Objective-C is, IMHO, still alive because the FSF managed to pull a huge coup in getting NeXT to agree to using the GCC in NeXTStep. So there's been a free implementation of ObjC almost since Cox first published his book.
[1]Historical footnote: At this point, what we now call Mac OS X was known as Rhapsody. Because of the success of Java/C++, Apple tried to re-engineer the syntax of ObjC to look like C++ (so [[GLObject alloc] init]; looks like (GLObject.alloc).init;). Have you ever seen any ObjC++? Can you imagine what *that* looks like in "modern syntax" ObjC? :-) Also, at this point, Rhapsody was still being joint-developed on x86, M68k and PPC.

I love the Java language, but I hate the speed of the VM, and the lack of a strong native GUI support + other stuff.
I think you're confusing the API with the language here (correct me if I'm wrong). It's possible to use a NSMenu from within a Cocoa-Java application, and then you get true native GUI. You could also use javax.swing components, then you'd get the Java implementation of the GUI. BTW you could probably also write an ObjC program that sends a call off to a java program for the GUI - don't ask why, but you could.

Im not a .NET fan (and im not going to use it), but MS is doing things with C# that Sun should have done with Java.
What, you mean like imitating Java?

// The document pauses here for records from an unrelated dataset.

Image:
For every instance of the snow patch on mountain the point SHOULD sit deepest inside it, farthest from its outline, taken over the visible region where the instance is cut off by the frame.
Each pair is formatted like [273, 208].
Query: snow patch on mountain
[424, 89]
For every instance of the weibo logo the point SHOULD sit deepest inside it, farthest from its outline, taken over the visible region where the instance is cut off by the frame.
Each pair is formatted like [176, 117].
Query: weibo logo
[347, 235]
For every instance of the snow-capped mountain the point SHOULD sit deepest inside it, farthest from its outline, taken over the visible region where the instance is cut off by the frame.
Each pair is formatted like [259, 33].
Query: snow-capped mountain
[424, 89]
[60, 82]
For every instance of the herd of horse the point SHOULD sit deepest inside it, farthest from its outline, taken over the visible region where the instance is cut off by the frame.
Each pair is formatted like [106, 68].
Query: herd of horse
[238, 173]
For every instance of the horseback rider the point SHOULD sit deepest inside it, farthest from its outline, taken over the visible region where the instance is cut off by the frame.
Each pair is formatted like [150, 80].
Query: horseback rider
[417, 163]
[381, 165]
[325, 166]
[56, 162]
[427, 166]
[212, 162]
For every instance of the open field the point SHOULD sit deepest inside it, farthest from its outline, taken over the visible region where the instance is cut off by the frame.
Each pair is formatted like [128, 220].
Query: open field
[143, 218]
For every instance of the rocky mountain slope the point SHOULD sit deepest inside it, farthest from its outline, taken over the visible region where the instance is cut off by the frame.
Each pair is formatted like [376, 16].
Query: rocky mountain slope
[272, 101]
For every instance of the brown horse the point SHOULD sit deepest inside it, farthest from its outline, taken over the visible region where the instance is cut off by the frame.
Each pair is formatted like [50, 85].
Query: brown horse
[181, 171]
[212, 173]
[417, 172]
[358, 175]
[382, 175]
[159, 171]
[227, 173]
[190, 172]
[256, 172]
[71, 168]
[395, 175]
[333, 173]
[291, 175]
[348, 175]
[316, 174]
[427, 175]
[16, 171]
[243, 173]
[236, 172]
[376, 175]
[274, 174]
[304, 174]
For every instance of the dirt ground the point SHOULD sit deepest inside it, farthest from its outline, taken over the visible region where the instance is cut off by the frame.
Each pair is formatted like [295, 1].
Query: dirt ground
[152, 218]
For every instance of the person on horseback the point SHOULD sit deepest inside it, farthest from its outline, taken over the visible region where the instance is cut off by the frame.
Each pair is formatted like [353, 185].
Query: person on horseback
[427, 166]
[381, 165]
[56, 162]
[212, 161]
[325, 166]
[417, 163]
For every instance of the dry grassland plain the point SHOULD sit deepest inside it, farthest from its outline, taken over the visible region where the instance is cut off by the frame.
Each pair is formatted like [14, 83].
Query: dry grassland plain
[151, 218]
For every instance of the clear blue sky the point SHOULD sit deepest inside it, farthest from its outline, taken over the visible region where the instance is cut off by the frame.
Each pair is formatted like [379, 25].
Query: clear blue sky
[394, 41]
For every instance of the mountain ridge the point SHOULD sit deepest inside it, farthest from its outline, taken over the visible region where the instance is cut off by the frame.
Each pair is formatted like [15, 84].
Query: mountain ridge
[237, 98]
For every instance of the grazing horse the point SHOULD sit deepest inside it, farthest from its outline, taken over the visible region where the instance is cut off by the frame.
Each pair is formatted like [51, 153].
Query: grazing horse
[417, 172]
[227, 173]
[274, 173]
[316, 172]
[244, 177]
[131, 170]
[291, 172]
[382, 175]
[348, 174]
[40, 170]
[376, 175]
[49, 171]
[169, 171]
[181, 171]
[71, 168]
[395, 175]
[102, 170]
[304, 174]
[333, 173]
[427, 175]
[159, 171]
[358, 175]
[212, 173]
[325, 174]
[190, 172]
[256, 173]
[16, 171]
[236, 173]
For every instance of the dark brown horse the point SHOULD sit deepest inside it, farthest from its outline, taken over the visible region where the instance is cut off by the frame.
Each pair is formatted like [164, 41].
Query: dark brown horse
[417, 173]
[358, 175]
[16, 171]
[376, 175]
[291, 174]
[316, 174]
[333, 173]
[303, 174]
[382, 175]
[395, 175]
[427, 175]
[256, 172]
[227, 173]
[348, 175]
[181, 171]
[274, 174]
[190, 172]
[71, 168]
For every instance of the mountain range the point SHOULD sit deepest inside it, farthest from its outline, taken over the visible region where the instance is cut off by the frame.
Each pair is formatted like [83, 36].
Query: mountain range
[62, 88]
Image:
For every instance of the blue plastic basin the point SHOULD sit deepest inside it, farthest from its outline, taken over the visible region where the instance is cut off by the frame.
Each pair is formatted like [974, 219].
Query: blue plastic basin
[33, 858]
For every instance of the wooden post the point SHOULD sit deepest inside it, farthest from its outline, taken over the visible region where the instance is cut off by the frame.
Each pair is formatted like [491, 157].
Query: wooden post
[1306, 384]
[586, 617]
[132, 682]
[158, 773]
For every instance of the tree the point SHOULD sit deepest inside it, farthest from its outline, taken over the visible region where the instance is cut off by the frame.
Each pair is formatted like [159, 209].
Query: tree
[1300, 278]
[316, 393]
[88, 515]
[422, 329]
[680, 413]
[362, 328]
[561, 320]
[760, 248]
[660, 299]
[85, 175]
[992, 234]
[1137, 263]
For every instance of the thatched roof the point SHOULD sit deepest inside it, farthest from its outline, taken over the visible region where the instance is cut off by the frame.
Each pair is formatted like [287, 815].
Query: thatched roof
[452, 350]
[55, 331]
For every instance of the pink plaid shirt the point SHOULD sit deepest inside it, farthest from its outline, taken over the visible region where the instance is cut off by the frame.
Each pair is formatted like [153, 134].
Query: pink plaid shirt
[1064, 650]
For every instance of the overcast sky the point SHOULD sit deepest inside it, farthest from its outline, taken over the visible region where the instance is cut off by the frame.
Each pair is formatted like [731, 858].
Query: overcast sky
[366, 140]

Sun couldn't have done that :-)

Maybe if Apple made cocoa work on Windows, Object-C would bloom.
Try and find (if you can) some software called "Yellow Box". This does what you want. However, if Apple were to actively support all their OS X software (or even bits of it) on Windows, many (more) people would see no reason to pay #2000 for a PowerMac when they could pay #500 for a PC that runs the same development environment/software/OS/whatever reason they want to give. Given that Apple make *all* of their money from hardware sales, this probably would not suit them at all.

Why not do like GCJ, Do your programming in Java, and skip the VM, and compile to native ppc, using the cocoa framework?
Because then your program isn't genuine Java, and if Sun do something strange with their API/VM/language/whatever, then your code no longer acts as defined in the language spec. Which is bad.

Just some thoughts!
Same here! :-)

All the best,

GL
--
Graham Lee, Wadham College, OX1 3PN.
Please send any attached documents as PDF, PostScript, HTML, RTF or
(better) plain text. If you send me a PowerPoint presentation I won't
read it. I will send you a reply on a Z88 EPROM card.